Ultrasonic characterization of thermal barrier coatings porosity through BP neural network optimizing Gaussian process regression algorithm

Abstract

Porosity is an integral part of thermal barrier coatings (TBCs) and is required to provide thermal insulation and to accommodate operational thermal stresses. Accurate characterization of the TBCs porosity is difficult due to the complex pore morphology and ultra-thin coating thickness. In this paper, a BP neural network optimizing Gaussian process regression (GPR) algorithm, termed BP-GPR, is presented to characterize the TBCs porosity based on a constructed ultrasonic reflection coefficient amplitude spectrum (URCAS). The characteristic parameters of URCAS are optimized through the BP neural network combined with a high determination coefficient R2 rule. Then the optimized parameters are utilized to train the GPR algorithm for predicting the unknown TBCs porosity.

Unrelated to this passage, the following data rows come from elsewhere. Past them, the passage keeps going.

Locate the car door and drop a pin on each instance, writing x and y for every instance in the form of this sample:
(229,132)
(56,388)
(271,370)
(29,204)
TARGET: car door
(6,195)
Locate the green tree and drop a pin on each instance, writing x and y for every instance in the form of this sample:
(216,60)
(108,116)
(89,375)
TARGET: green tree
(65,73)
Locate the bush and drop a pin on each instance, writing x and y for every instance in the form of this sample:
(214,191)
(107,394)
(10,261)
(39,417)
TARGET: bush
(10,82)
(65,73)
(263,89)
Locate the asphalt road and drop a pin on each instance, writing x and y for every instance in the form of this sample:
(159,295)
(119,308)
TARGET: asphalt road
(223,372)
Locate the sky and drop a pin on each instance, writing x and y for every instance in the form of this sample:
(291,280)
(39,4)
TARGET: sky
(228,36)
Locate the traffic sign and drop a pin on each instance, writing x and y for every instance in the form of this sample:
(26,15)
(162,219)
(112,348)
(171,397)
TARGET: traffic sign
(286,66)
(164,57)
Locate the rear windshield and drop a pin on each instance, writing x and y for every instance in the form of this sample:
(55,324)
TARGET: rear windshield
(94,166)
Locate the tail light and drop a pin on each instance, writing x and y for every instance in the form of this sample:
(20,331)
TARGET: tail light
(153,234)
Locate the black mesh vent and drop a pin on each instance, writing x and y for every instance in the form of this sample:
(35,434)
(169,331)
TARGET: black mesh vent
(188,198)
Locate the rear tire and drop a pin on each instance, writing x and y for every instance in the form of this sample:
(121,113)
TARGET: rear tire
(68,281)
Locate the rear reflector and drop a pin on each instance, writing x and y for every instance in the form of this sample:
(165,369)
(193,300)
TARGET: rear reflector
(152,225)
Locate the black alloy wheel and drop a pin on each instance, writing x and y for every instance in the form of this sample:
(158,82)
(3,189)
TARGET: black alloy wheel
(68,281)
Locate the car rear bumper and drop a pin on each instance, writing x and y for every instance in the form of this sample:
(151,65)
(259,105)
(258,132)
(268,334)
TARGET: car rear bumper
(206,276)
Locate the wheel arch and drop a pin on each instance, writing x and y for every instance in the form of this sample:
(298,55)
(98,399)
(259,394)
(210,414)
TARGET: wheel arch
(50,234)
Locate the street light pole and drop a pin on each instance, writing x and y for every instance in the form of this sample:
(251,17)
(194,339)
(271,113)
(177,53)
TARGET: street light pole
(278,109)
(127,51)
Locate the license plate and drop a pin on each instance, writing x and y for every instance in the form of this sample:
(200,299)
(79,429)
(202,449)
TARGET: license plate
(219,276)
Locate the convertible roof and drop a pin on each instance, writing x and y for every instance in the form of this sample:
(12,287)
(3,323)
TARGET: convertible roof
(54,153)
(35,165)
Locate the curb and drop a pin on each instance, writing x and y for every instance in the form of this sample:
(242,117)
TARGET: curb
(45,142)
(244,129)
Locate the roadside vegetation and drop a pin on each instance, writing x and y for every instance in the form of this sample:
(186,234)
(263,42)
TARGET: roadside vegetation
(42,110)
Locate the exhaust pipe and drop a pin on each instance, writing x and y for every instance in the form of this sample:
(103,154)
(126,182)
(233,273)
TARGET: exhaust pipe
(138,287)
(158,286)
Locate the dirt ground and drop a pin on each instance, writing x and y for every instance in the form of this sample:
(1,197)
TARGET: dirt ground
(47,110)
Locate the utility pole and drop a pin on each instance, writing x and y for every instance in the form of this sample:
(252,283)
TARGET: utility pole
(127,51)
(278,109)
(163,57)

The proposed BP-GPR method was demonstrated through a series of finite element method (FEM) simulations, which were implemented on random pore models (RPMs) of plasma spraying ZrO2 coating with a thickness of 300 μm and porosities of 1%, 3%, 5%, 7%, and 9%. Simulation results indicated the relative errors of the predicted porosity of RPMs were 6.37%, 7.62%, 1.07%, and 1.07%, respectively, which has 32% and 48% accuracy higher than that predicted only by BP neural network or GPR algorithm. It is verified that the proposed BP-GPR method can accurately characterize the porosity of TBCs with complex pore morphology.